91. The three-dimensional body surface area
Topic Link
Source: stay button (LeetCode)
link: https: //leetcode-cn.com/problems/surface-area-of-3d-shapes
Title Description
N * N on the grid, we put some cube 1 * 1 * 1.
Each value v = grid [i] [j] denotes the v cube superposed on the corresponding cell (i, j).
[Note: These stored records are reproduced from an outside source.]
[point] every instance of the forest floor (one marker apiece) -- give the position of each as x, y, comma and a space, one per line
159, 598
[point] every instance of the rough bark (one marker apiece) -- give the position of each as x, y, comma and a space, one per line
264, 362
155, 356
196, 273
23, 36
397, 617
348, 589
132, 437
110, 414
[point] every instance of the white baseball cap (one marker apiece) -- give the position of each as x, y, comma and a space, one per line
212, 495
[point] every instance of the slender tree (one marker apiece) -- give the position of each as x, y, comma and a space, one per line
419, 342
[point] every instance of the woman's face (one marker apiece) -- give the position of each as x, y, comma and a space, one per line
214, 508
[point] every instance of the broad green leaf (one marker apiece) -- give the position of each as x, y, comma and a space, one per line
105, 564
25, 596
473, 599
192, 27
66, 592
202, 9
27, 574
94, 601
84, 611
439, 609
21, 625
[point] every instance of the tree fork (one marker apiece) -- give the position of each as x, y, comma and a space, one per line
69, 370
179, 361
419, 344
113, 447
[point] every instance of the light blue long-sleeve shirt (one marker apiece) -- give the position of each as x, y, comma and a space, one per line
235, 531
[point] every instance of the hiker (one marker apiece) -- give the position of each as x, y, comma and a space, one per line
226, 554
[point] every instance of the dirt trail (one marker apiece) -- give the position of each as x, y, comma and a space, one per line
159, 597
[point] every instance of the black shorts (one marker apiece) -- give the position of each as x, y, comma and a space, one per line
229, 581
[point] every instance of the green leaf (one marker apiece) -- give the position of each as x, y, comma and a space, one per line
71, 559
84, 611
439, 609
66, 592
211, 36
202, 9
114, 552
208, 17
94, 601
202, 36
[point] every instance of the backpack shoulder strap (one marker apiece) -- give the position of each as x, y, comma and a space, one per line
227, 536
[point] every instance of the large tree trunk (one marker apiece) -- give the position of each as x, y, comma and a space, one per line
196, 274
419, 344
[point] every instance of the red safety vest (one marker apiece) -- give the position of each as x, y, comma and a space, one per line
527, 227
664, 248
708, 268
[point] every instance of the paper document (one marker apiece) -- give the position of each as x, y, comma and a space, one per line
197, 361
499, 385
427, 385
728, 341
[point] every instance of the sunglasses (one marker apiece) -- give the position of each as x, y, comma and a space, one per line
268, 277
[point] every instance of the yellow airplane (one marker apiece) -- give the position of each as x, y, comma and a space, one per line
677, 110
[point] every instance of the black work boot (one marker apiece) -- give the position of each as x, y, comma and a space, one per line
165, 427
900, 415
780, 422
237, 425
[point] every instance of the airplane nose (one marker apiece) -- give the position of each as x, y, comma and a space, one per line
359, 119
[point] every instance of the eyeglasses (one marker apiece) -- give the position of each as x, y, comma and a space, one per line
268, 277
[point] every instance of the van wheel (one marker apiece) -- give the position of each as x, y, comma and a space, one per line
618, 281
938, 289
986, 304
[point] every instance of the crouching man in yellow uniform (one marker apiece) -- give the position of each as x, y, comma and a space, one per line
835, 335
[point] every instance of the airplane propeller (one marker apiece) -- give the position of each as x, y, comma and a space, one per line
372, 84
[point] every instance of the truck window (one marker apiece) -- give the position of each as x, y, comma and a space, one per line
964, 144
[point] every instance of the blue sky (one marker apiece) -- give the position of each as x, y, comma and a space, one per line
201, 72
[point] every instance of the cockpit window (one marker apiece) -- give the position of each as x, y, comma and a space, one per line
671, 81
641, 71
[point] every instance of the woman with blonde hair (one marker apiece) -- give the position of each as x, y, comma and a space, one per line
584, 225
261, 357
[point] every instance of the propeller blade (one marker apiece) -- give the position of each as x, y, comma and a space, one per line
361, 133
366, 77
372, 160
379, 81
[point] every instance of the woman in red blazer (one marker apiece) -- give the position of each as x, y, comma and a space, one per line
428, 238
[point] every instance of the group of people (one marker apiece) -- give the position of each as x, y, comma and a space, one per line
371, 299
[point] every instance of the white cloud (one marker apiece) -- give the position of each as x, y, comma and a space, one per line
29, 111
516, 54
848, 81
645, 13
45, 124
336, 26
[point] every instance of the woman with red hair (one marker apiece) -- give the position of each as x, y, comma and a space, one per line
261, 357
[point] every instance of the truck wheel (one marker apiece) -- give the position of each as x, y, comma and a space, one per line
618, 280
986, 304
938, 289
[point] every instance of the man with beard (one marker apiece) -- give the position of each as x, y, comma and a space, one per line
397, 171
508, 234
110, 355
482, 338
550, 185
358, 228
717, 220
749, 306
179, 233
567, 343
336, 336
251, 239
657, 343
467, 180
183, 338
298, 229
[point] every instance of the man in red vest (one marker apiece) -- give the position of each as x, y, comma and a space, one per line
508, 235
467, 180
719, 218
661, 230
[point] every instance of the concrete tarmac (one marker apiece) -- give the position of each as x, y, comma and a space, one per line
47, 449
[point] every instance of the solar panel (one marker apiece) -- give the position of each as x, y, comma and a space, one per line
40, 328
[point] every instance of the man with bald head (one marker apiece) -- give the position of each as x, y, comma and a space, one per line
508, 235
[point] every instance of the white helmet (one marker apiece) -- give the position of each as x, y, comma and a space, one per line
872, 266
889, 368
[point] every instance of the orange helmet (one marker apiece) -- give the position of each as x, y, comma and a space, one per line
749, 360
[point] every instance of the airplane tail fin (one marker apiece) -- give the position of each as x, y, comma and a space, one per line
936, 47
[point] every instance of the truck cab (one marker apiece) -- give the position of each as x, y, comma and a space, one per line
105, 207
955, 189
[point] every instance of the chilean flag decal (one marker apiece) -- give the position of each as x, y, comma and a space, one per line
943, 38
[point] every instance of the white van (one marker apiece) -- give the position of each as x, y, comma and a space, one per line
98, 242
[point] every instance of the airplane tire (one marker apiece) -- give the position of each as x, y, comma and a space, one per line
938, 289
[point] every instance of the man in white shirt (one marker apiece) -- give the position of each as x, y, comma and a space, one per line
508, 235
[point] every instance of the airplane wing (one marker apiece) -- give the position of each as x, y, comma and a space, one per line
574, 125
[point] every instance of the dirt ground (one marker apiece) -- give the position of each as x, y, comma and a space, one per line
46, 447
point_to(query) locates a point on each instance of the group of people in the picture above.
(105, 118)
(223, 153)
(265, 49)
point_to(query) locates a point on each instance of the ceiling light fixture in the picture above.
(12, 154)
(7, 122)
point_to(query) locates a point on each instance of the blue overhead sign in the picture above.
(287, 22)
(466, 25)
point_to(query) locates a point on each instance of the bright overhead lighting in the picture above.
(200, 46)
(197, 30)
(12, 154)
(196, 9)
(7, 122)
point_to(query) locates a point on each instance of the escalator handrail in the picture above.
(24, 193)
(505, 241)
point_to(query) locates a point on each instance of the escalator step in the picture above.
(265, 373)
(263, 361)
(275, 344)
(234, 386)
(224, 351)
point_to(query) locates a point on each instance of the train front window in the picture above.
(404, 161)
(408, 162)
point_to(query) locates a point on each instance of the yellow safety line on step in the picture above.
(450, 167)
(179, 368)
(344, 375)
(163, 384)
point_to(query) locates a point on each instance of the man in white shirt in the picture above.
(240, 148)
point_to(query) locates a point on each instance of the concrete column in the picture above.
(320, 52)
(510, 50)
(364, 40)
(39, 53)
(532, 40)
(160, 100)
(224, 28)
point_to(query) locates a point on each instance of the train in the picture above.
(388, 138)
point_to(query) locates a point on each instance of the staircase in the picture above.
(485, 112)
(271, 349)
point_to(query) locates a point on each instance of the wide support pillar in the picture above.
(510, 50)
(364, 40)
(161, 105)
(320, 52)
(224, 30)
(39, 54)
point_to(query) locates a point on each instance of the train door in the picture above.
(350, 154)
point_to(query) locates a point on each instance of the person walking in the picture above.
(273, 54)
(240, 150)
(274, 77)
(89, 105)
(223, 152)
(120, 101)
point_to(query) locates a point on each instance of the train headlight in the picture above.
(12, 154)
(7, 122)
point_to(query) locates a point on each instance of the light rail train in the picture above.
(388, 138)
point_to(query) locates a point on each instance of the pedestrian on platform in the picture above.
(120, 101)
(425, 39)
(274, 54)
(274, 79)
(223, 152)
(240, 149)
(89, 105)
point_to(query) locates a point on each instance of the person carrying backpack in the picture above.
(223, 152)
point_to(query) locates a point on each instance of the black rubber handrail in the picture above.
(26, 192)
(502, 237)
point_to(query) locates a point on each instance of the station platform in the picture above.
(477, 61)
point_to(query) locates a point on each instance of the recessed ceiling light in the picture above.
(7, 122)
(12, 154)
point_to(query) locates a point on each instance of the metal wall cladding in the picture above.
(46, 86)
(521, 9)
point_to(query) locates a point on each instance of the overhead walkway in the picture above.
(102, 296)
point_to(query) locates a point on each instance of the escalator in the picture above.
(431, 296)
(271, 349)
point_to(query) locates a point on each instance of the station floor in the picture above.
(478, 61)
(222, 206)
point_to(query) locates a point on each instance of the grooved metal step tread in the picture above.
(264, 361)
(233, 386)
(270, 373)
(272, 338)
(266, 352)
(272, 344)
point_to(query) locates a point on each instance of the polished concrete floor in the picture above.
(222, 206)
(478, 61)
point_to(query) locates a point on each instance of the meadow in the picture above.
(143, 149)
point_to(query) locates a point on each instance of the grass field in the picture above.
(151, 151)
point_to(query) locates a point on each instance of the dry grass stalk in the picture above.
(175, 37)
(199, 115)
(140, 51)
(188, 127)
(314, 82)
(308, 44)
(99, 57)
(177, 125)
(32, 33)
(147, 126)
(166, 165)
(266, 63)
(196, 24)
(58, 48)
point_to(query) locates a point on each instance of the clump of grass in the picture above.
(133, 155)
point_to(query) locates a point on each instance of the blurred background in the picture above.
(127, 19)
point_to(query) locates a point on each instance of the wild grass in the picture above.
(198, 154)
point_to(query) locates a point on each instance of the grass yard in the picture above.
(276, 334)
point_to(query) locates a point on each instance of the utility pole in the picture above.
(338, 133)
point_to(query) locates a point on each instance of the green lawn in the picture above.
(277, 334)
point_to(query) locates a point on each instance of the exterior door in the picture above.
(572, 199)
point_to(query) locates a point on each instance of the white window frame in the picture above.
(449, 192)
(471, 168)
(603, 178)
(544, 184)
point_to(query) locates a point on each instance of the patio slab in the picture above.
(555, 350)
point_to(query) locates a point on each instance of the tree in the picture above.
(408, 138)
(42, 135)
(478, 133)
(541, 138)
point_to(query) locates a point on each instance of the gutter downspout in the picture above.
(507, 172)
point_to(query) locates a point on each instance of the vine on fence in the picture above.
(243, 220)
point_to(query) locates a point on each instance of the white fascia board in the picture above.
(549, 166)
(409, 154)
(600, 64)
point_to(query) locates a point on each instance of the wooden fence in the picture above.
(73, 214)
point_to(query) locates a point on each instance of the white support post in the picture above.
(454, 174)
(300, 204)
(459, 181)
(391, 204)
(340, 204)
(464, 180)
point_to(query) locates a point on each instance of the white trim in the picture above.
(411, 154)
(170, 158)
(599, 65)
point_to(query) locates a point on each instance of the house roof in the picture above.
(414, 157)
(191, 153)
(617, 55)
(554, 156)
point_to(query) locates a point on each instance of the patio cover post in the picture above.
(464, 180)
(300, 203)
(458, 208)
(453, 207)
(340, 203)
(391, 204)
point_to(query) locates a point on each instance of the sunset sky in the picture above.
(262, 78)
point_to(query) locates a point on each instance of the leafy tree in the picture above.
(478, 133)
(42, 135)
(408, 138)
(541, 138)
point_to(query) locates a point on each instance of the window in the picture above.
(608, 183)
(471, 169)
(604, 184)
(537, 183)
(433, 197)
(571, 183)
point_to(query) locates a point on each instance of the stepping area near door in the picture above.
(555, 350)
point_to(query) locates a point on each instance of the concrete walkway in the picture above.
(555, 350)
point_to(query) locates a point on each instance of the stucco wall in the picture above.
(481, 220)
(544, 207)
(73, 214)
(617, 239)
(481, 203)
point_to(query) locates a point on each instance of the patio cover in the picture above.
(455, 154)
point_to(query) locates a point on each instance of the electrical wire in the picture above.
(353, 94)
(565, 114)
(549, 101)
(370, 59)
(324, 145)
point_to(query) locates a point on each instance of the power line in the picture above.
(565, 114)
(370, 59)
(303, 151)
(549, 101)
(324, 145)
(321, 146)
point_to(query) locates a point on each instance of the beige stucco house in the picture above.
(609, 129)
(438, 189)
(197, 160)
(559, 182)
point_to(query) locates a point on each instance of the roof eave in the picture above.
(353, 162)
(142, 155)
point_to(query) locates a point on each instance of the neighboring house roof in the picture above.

Please return to the final body surface area.
Example 1:
Input: [[2]]
Output: 10
Example 2:
Input: [[1,2], [3,4]]
Output: 34
Example 3:
Input: [[1,0], [0,2]]
Output: 16
Example 4:
Input: [[1,1,1], [1,0,1], [1,1,1]]
Output: 32
Example 5:
Input: [[2,2,2], [2,1,2], [2,2,2]]
Output: 46
prompt:
1 <= N <= 50
0 <= grid[i][j] <= 50
Heavy and difficult
- Read the title.
- Considering the bonding surface.
Topic analysis
- Reading problems, Analysis Example 1: (0,0) position has two cubes together, so that a surface area of 2 * 4 + 2 = 10;
- Reading problems, Analysis Example 2: There is a cube (0,0) position, together with a two cubes (0,1) position, there are three in the (1,0) position cubes together, together with four cubes at location (1,1) is on.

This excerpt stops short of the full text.